Calma
Hay quien solo sobrevive en la tormenta, y no duraría dos días en un mar plácido quieto como un plato

Charles Darwin dedicó ocho años a estudiar los percebes. Acabó intuyendo que en la existencia de un animal extraño, casi imposible, fusión entre mineral y vida, se escondían algunas de las claves extraordinarias de la teoría de la evolución. Y de esta manera los percebes, que llevaban cinco millones de años sobreviviendo en el planeta a todas las calamidades, se enfrentaron a Dios y también ganaron. Darwin estudió 10.000 clases de percebes, con fichas para cada una de ellas, y esa obsesión —y muchas otras— le hicieron comprender la evolución que ese animal invertebrado y hermafrodita sin extremidades ni ojos ni corazón, pero con un pene descomunal, el mayor del reino animal porque se estira hasta dar con otro percebe con el que reproducirse (no pueden moverse), había hecho para no extinguirse. Solo es posible que exista en zonas peligrosas, rocas que necesitan oleajes salvajes de agua fría (a más oleaje y más fría el agua, mejores y más grandes percebes) porque su carga de oxígeno es tan extraordinaria que pueden respirarlo: los percebes viven de ese oxígeno. Impresiona que un animal tan pequeño sea el responsable de tantas muertes (las de percebeiros gallegos que se juegan la vida para cogerlos en los lugares más inhóspitos, porque cuanto más inhóspito mejor será el percebe y más valor tendrá).
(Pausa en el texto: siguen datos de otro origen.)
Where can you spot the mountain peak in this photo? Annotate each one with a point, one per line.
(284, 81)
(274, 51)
Impresiona la evolución biológica del percebe y también la cultural, que lo ha depositado en los platos como manjar exquisito. Impresiona, sobre todo, que para su supervivencia necesite mareas agitadas, aguas heladas, rocas de improbable acceso, lugares en los que los seres humanos pueden morir por arrancar algo del tamaño de un dedo, y sin embargo todo ello es una lección inquietante de vida: hay quien solo sobrevive en la tormenta, y no duraría dos días en un mar plácido quieto como un plato.